Edible Fake UV Glow in the Dark Caviar

Edible Fake UV Glow in the Dark Caviar

They glow in the dark in blacklight but don't contain any fish! These caviar balls are surely one of my favourite glow food recipes as to date, because you can use them as decoration on many other foods. In this DIY video I will show you how I made them!

The UV glow caviar is white in normal light, but glows blue in blacklight (ultraviolet light). The ingredient that makes them glow is the quinine in Tonic, which is UV reactive. 

The name caviar in this recipe is used in molecular gastronomy. Molecular gastronomy is a subdiscipline of food science that tries to investigate the physical and chemical transformations of ingredients that occur in cooking. Spherification is the culinary process of shaping a liquid into spheres which visually and texturally resemble roe. You also need agar agar powder for this recipe, a pipette, and cold vegetable oil.

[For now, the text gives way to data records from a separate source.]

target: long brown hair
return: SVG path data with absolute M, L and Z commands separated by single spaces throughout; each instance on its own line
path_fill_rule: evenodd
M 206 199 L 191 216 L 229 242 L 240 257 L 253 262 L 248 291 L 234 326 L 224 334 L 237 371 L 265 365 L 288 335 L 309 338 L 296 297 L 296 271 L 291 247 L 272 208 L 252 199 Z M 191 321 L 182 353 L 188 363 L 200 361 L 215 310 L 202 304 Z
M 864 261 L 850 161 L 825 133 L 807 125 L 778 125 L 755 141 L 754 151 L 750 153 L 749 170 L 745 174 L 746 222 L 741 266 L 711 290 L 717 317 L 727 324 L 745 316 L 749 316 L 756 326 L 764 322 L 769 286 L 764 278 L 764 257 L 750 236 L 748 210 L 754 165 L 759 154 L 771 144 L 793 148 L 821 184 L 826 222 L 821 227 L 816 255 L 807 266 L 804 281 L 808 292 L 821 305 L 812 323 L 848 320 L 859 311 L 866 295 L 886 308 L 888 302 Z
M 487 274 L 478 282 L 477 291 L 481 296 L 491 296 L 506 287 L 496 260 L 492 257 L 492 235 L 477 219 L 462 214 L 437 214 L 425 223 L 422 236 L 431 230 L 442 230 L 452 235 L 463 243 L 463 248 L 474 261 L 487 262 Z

After cooking the ingredients (as you can see in the video) and when the mix has cooled off a bit, you use a pipette to drop it in cold vegetable oil (store in fridge first). Spherification will follow.

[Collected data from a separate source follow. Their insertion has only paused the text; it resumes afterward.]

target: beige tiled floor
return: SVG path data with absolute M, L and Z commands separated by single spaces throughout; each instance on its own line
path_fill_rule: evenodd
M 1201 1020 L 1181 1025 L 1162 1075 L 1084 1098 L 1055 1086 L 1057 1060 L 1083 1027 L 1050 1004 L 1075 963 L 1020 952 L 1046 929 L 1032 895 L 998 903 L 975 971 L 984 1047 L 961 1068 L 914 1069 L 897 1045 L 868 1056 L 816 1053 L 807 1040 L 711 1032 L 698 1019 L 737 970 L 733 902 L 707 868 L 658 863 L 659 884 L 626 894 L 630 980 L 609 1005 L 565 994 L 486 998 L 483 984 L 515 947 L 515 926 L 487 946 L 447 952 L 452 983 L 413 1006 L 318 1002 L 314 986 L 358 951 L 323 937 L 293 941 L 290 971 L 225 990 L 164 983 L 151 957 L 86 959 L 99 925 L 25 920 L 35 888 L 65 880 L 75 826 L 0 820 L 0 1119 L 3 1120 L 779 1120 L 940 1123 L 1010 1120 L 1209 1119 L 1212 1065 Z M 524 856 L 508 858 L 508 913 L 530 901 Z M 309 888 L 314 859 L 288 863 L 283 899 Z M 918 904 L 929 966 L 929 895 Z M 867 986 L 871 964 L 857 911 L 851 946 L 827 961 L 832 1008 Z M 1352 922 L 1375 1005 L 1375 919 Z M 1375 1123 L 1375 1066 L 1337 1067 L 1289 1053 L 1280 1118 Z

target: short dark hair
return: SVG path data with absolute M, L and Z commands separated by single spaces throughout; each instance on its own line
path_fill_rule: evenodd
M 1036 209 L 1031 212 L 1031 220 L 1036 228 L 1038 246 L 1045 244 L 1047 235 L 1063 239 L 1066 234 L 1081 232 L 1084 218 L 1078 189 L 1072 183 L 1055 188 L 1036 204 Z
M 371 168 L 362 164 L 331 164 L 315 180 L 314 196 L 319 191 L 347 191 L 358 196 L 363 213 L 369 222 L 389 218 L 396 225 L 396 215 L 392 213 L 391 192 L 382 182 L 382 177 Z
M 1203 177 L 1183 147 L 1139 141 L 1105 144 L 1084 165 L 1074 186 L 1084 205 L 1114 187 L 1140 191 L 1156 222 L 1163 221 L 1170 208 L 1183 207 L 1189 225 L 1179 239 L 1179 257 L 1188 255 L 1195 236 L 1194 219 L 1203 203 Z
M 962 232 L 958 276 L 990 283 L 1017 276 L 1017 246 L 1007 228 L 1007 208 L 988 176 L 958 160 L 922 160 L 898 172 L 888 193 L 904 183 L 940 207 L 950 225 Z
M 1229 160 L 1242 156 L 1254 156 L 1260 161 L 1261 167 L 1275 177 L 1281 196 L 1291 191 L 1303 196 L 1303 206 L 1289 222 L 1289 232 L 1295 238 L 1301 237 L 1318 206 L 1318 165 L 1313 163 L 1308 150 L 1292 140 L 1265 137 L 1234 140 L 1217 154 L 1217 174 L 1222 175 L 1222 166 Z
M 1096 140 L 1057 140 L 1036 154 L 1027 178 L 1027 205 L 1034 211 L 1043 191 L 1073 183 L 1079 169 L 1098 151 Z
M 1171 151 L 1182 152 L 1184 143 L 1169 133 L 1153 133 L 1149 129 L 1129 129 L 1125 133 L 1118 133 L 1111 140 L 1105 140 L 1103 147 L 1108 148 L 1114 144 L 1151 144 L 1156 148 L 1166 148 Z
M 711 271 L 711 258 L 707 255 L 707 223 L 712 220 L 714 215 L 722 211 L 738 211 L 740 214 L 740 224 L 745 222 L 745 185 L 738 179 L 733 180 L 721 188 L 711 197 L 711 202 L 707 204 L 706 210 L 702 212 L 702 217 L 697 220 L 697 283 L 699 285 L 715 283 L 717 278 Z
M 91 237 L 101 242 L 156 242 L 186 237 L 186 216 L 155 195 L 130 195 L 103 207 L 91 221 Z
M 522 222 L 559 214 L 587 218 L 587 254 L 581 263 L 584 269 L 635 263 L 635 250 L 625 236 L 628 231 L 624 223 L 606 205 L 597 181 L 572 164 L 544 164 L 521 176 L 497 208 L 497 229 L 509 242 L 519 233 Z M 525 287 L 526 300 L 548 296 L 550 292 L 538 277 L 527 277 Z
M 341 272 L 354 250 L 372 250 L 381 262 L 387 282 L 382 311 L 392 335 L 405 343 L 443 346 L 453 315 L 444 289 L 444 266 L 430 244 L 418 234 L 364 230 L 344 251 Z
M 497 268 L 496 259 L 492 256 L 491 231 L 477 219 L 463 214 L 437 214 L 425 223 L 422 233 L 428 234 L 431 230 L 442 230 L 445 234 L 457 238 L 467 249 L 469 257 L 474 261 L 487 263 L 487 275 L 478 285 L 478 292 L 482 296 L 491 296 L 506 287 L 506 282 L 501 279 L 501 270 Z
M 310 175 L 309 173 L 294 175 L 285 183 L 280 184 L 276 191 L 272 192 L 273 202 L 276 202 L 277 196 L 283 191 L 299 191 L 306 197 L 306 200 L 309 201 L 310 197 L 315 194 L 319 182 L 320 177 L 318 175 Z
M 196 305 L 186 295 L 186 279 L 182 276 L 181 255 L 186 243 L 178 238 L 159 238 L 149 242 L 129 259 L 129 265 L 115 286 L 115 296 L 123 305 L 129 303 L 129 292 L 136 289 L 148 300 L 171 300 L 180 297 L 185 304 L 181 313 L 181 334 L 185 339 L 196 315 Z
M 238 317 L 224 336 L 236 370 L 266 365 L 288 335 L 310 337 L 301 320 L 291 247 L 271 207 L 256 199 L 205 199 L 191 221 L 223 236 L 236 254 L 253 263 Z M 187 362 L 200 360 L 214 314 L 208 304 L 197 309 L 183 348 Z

Here you can see what the glow caviar looks like when it's dropped in vegetable oil in the dark, in blacklight. Most vegetable oils are slightly UV reactive, which is it glows slightly yellow/green in blacklight. The caviar glows blue.

After spherification you need to strain the caviar from the oil. I used a fine mesh strainer for this.

When you have separated the caviar from the oil, you need to rinse it with water. You can hold the fine mesh strainer with the caviar in it underneath a stream of water for a while, or drop it in a bowl of water (and strain afterwards again). After this you allow the caviar to dry for a while on a piece of kitchen paper for example.

Here you can see the final result.

UV glow in the dark cupcake toppings.jpg

You can use the glow caviar as topping for a variety of foods. Cupcakes for example! Here I switched the Tonic in the original recipe with vitamin B2 (Riboflavin) which glows yellow in blacklight. I mixed it with blue icing colours to make it green.

Using vitamin B2 alone as the main ingredients turns your caviar yellow. In this cupcake recipe I made yellow toppings with it. Doesn't it look magical?